Restriction fragment length polymorphisms (RFLPs) of the X-chromosome genes hypoxanthine phosphoribosyl transferase (HPRT) and phosphoglycerate kinase (PGK) were studied in 34 female patients with primary myelodysplastic syndromes (MDS). Twelve patients (35%) were heterozygous at the HPRT or PGK loci for BamHI or BglI RFLPs, respectively. In eight patients showing PGK polymorphisms, clonality was determined by X-chromosome inactivation analysis.

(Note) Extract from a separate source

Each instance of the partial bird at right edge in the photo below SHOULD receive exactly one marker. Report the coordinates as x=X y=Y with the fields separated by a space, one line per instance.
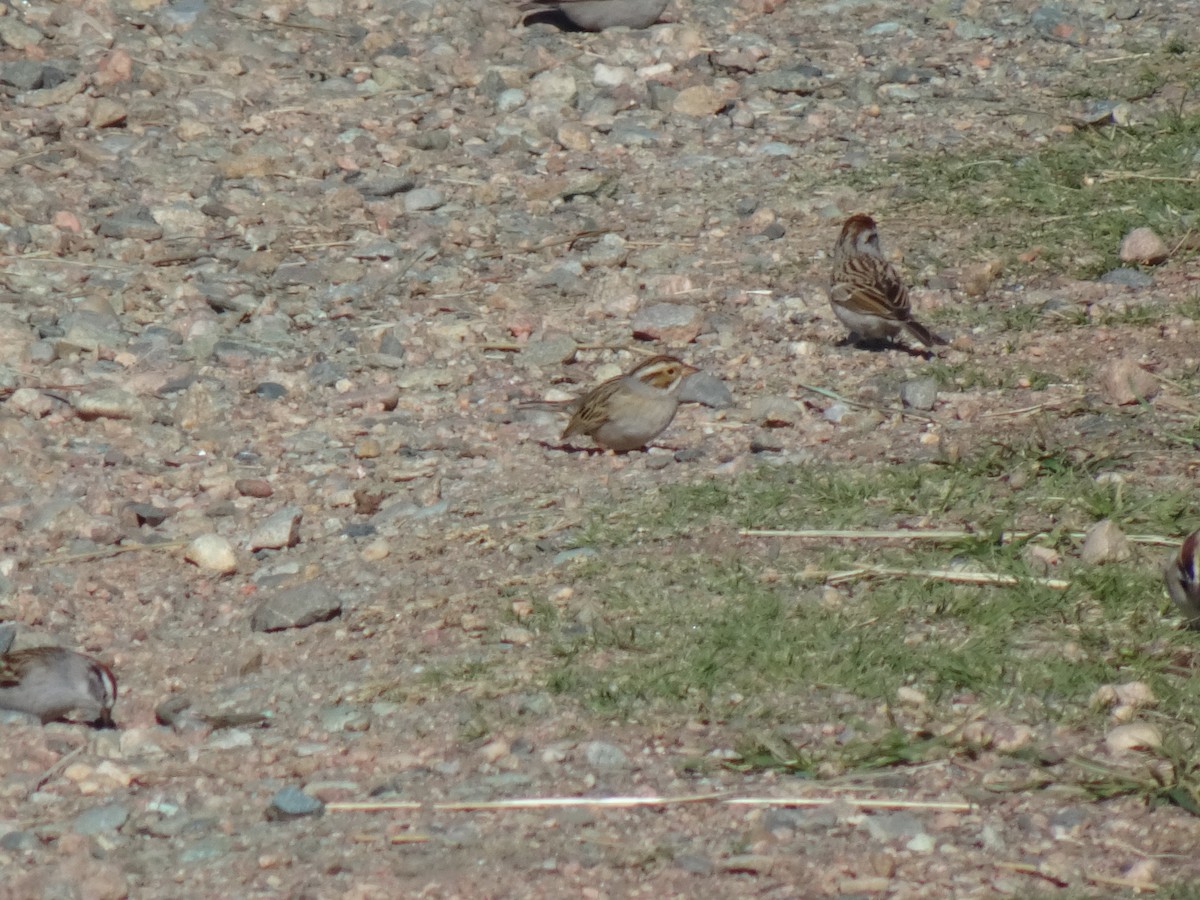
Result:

These included patients from different morphologic subtypes: four with refractory anemia (RA), two with RA and ring sideroblasts (RARS), one patient with RA with excess of blasts (RAEB), and one with chronic myelomonocytic leukemia (CMML). A monoclonal pattern of X-chromosome inactivation was observed in seven cases. In a further case characterized by bone marrow hypoplasia, peripheral blood (PB) leukocytes were polyclonal in origin. Following low-dose cytarabine therapy, reversion to polyclonal hematopoiesis was observed in a case of RAEB indicating the presence of residual normal hematopoietic stem cells with the capacity for marrow reconstitution. The clonal relation of lymphoid and granulocyte/monocyte lineages was studied directly in two cases of CMML exhibiting somatic mutations of N-ras or Ki-ras oncogenes. By selective oligonucleotide hybridization to ras gene sequences amplified in vitro by the polymerase chain reaction, a mutated ras allele was demonstrated in PB granulocytes, monocytes, and B and T lymphocytes of both patients. We conclude that MDS arise from a multipotent hematopoietic stem cell with the potential for myeloid and lymphoid differentiation.